India’s main export markets for buffalo meat are the Middle East and South East Asia. Muslims and Dalits are an indispensable workforce in the country’s slaughter houses and the meat-processing industry.
Others earn a living transporting the animals from one part of the country to the other. Because some Indian states prohibit their slaughter, this forces the meat industry to move the cattle around.
Thus, some highways have become operating fields for cow vigilantes and truck drivers transporting the cattle are easy prey for the self- proclaimed guardians of virtue.
The lynching of Pehlu Khan stands as a stark symbol of polarization in India’s society.
India as a nation seems split between supporters of a secular order — for whom religion is secondary and what you eat (or drink) is a private matter – and those who are the followers of Hindu-Nationalism. For them, religion and cultural traditions are the be-all and end-all.
The political face of this popular movement is the Bharatiya Janata Party (BJP) of Prime Minister Narendra Modi. With him as their figurehead, the party aims to secure political power for years to come.
Strong results at recent regional and local elections indicate that this plan has a solid political grounding.
The focus of the prime minister and his team is mainly political. However, the commitment for the cow is proof that culture and religion take center stage in the BJP’s long-term strategy.
Fanning intolerance for political gain
Critics of the BJP, whose commentaries reflect an open-minded intellectual minority in the English-language press, talk of the BJP’s stance as a dangerous form of “majoritarianism.”
Meat bans are just one, but arguably the most symbol-laden example of the illiberal outburst.
Dinner table contents as politics
In many societies, cultural and religious traditions determine what is put on the dinner table and what not. Arguably, in no other country eating habits are as politicized as in India today.
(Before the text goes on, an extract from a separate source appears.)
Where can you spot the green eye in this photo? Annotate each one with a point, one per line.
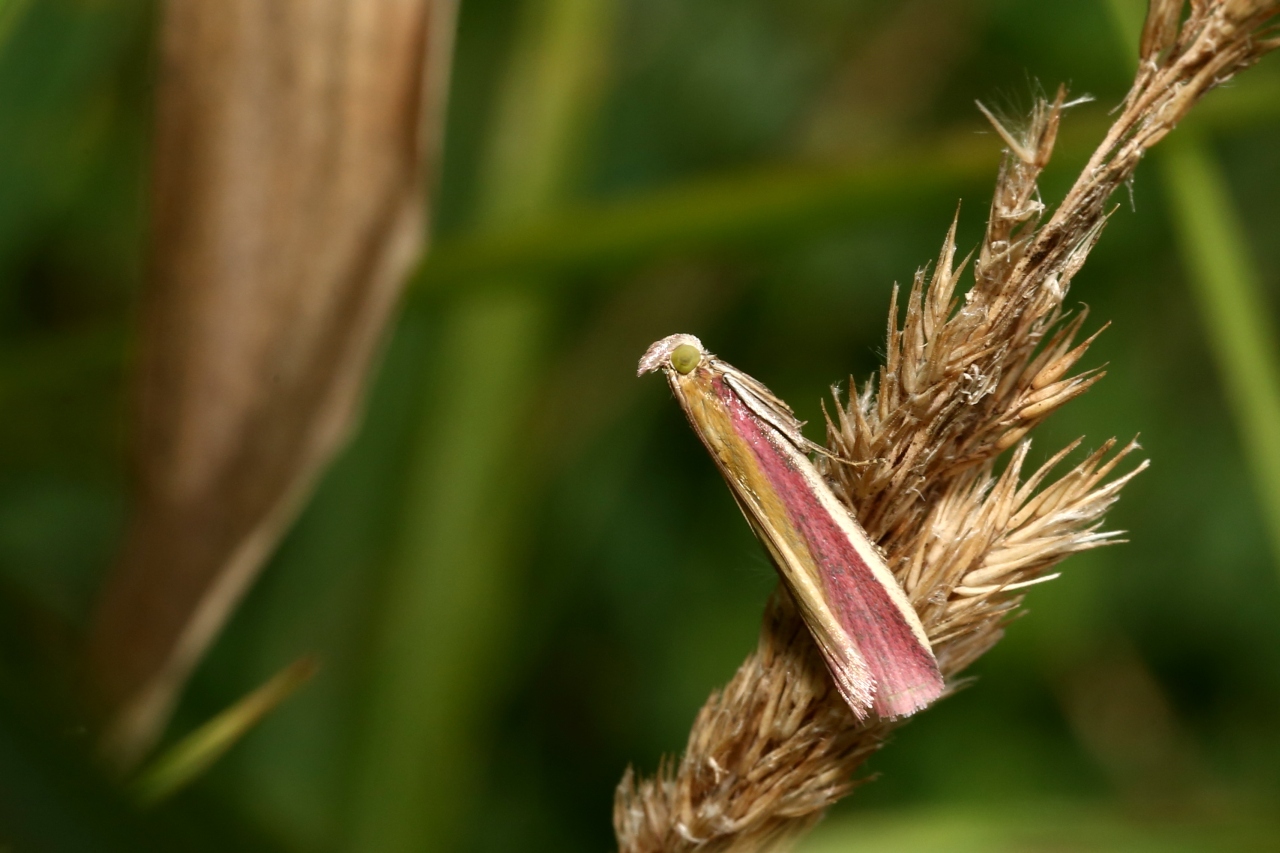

The killing of Pehlu Khan happened just a few days after a political earthquake rocked the country when Mr. Modi’s party scored a landslide victory in the Assembly elections of Uttar Pradesh and installed a radical Hindu priest to be the state’s chief minister.
The new chief minister, Yogi Adityanath, had gained national prominence with a series of anti-Muslim diatribes. For many liberally minded Indians and members of minorities, the Yogi’s elevation is a provocation.
Once in office, the new chief minister lost little time for his campaign against the meat industry. According to media reports, of 41 meat processing and export units in Uttar Pradesh, 17 have been shut after the new government came to power.
And 30,000 workers have lost their jobs. Officially, the clampdown targeted only illegal slaughterhouses, but at least the timing of the campaign and the rhetoric surrounding it underpin the ideological thrust.
Next stop: Gujarat, Modi’s home state
Uttar Pradesh is not alone in its campaign against the meat industry. In a lead commentary titled “Meat Under Attack,” The Times of India bemoans “worrying signs of a rise of food bigotry, cow vigilantism, harassment of legitimate meat businesses and competitive fundamentalism.”
Raman Singh, Chief Minister of Chhattisgarh, India’s tenth largest state, is on record as saying that “those who kill cows will be hanged” in his state.
In the state of Gujarat, where Mr. Modi was the Chief Minister from 2011 to 2014 and where Assembly elections are slated for later this year, the BJP government just amended its cow protection law to introduce life punishment for slaughtering cows.
Chief Minister Vijay Rupani explained the motivation for the drastic move in a series of tweets. One of them
read: “Protection of cows is the single-most important principle towards saving the whole world from both moral and spiritual degradation.”